Observing it’s brooding owner, the Blue Peter director senses it would be prudent to get Merlyn on now, and, at last, the fun starts.
Calling in code to one another (“a bit more 39, I think” says Henry as his son punches in the numbers on the controlboard) the Priors set Merlyn up to bowl Warne-style leg breaks. For another bowling machine to do this the mechanisms would have to be lifted up, rested on their side, and, an age later, they might be able to land a Warnie on a length. In a matter of minutes Merlyn is ready, the three flashing lights on the front counting down and the ball is spat out, pitching and turning square just in front of the prodding Ramprakash.
Ramps deals with his over of “Warne” well, a sweetly timed sweep shot leaving you wondering whether, after his glorious summer, he should be out in Australia facing the real thing rather than winning 70s throwback TV shows. Still, I have more to think about as it becomes my turn and I make my way down the end of the net.
“Merlyn can impersonate any bowler you know” Matt tells me “it doesn’t have to be Shane. In fact when we told your editor this he suggested we put it on Akhtar setting. I told him it would probably kill you. He just replied ‘…and?’”
I start to realise this could be embarrassing. I could end up either losing some teeth or falling flat on my harris after being flumoxed by some snake-charming spin, all on national TV.
“Couldn’t you put it on Jeremy Snape setting” I ask, hoping to get the slowest ever recorded bowler. Instead I get the old Melbourne Wizard himself. They’ve slowed the pace of the ball down for me, and I do actually get a sight of where the ball’s going to land – a long way out on the off side – but as soon as my foot has gone to the pitch of the ball, it’s fizzed past my bat and misses the stumps by millimeters. I look suitably stunned.
“We put more revolutions on that than on Warnie’s Ball of the Century!” Matt chuckles. It was an impossible ball to face, but, unlike Mike Gatting, at least I’m still in.
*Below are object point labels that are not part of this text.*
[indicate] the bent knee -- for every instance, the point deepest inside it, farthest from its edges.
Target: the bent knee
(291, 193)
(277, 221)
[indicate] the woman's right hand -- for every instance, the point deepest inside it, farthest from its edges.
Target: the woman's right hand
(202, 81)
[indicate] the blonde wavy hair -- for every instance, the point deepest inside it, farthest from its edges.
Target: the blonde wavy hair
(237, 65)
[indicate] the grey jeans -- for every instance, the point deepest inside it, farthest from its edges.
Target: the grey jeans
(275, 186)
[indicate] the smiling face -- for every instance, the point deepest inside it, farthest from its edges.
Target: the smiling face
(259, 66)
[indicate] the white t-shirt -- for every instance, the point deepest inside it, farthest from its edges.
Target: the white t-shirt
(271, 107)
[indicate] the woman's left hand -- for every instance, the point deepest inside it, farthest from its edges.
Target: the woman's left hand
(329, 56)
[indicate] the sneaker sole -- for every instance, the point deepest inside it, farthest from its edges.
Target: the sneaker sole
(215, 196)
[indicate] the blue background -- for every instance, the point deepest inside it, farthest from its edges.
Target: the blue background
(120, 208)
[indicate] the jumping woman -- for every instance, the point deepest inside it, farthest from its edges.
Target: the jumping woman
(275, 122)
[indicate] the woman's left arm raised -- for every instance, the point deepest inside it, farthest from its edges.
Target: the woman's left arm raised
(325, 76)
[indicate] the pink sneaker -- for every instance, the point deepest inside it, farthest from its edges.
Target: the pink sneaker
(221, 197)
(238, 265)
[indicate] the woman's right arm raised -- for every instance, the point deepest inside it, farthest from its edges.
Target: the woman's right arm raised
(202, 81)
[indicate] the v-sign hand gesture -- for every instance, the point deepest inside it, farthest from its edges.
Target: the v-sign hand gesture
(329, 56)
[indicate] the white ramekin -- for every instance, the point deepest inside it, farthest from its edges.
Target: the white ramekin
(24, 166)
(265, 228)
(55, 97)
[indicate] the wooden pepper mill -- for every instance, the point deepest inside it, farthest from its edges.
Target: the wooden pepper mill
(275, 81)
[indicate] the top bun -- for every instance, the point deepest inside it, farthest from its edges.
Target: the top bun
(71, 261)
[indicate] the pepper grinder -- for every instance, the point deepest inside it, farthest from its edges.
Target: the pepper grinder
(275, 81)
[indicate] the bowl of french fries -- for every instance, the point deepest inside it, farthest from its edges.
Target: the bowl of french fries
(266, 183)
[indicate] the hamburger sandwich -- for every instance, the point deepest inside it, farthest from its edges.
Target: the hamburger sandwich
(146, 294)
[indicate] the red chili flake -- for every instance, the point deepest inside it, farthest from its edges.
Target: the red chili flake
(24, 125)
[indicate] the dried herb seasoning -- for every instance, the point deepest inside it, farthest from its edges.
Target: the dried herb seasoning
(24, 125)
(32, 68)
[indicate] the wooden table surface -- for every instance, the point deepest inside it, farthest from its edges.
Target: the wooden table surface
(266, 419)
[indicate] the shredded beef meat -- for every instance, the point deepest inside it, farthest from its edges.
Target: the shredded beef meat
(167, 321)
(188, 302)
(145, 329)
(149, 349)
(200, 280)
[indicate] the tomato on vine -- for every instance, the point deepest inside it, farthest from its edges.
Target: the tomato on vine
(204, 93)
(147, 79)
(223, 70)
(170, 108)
The next few balls are equally as fierce, but I manage to get a bit of bottom edge on a few of them and I’m even starting to enjoy myself – holding a perfect, high elbowed defence shot just for the cameras.
Suddenly a woman, gesturing with her clapperboard, calls out to her colleague, “When are we getting rid of this bloke then?”
It’s now that I notice the camera stopped rolling ages ago. Ramps is by the exit shaking hands, getting ready to go, and I’ve just been getting in the way. There’s not going to be any Kemp on Blue Peter when it goes out. This isn’t all going to lead to me getting my own chat show. They slap a Blue Peter badge on me as I exit the net, and my dreams melt away like snow on an open fire. Again.